Mahkemece, toplanan deliller ve bilirkişi raporuna dayanılarak, yazılı gerekçeyle davanın kısmen kabulüne karar verilmiştir.
Karar davalı tarafından temyiz etmiştir.
1-Taraflar arasındaki uyuşmazlık davacının iş sözleşmesinin feshi noktasındadır. Davacı iş sözleşmesinin haksız olarak feshedildiğini beyan etmiştir. Davalı taraf ise davacının 31.07.2010 tarihinde davacının izin istediğini izin verilmemesine rağmen davacının bu tarihte işe gelmediğini, kendisine bu eylemi nedeniyle uyarı cezası verildiğini, 02.08.2010 tarihinde davacının imzadan imtina ederek işyerinden ayrıldığını, 04.08.2010 tarihinde devamsızlık yaptığını, 06.08.2010 tarihinde savunma ve uyarı cezasının tebliğ edilmek istendiğini ancak davacının saygısızca haraketlerde bulunarak işyerinden ayrıldığını ve 09.08.2010 tarihinden itibaren devamsızlık yaptığını,bu nedenle iş sözleşmesinin haklı nedenle feshedildiğini belirtmiştir. Dosyada davacının devamsızlığına ilişkin tutanaklar bulunmaktadır. Davacı tanıkları davacının cenaze nedeniyle işe gelmemesi üzerine işten çıkartıldığını beyan etmişlerdir. Davacının 31.07.2010 tarihli savunma yazısında özel işi nedeniyle izin istediğini, verilmediğini ve 31.07.2010 tarihinde işe gelmediğini ileri sürmüştür. Her ne kadar mahkemece davacının işyerini cenaze sebebi ile terk ettiği, davacının ödenmeyen işçilik alacaklarının bulunduğu belirtilerek iş sözleşmesinin davalı tarafından haksız olarak feshedildiği gerekçesi ile kıdem ve ihbar tazminatına hükmedilmiş ise de,tüm dosya kapsamı, tanık beyanları ve devamsızlık tutunakları dikkate alındığında davacının iş sözleşmesinin devamsızlığı nedeniyle davalı işverence haklı nedenle feshedildiği anlaşılmaktadır.Hal böyle olunca davacının kıdem ve ihbar tazminatı taleplerinin reddine karar verilmesi gerekli iken kabulüne ilişkin karar hatalı olup bozmayı gerektirmiştir.

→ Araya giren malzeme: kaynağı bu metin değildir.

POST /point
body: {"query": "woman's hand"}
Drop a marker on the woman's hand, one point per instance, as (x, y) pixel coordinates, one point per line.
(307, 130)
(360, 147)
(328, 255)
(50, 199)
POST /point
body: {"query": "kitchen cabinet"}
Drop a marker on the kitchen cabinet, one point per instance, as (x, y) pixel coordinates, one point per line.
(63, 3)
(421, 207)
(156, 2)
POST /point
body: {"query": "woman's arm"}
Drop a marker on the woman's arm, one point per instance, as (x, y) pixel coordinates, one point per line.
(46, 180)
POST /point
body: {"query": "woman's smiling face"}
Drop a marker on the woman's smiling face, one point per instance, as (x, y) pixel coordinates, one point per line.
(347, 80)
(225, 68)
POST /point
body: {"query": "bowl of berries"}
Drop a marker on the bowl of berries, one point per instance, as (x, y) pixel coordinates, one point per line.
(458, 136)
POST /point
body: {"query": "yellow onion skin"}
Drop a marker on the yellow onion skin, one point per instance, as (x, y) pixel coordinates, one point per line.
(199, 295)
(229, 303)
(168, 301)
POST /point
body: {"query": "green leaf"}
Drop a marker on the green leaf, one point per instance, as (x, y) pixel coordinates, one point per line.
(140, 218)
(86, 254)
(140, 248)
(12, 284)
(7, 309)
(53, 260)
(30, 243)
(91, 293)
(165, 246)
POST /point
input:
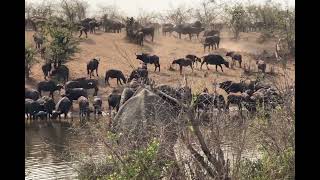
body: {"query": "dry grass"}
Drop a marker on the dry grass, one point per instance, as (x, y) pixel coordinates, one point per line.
(116, 53)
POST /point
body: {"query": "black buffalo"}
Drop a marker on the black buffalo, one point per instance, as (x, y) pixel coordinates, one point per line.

2-Taraflar arasındaki bir diğer uyuşmazlık konusuda davacının hafta tatili alacağı bulunup bulunmadığı noktasındadır. Davacı taraf dava dilekçesinde haftanın altı günü çalıştığını beyan etmiştir. Mahkemece hükme esas alınan bilirkişi raporunda tanık V… T….’ün beyanına göre davacının yılda 4 hafta tatilinde çalıştığı kabul edilerek hesaplama yapılmıştır. Davacı tanıklarından birtanesi 3 ayda 1 pazar günü çalıştıklarını beyan ederken, diğer davacı tanıkları pazar günlerinin tatil olduğunu belirtmişlerdir. Davalı tanıkları haftanın altı günü çalıştıklarını beyan etmişlerdir. Tüm dosya kapsamı davacının dava dilekçesindeki beyanı, tanık beyanları birlikte değerlendirildiğinde davacının hafta tatili çalışmasını ispatlayamadığı anlaşılmaktadır. Hal böyle olunca mahkemece hafta tatili alacağının reddine karar verilmesi gerekli iken kabulüne ilişkin karar hatalı olup bozmayı gerektirmiştir.
3-Davacının, bilirkişi raporuna göre gerçekleşen fazla mesai alacağına hükmolunmuş ise de, hastalık, izin veya mazeret izni gibi nedenlerle çalışmadığı günler olabileceği dikkate alınmadan, söz konusu alacaklardan takdiri indirim yapılmaması hatalı olduğundan,fazla mesai alacağından makul oranda takdiri indirim yapılması gereklidir.
SONUÇ: Hükmün yukarıda açıklanan nedenle BOZULMASINA, peşin alınan temyiz harcının istek olması halinde ilgiliye iadesine, 14.05.2014 tarihinde oybirliği ile karar verildi.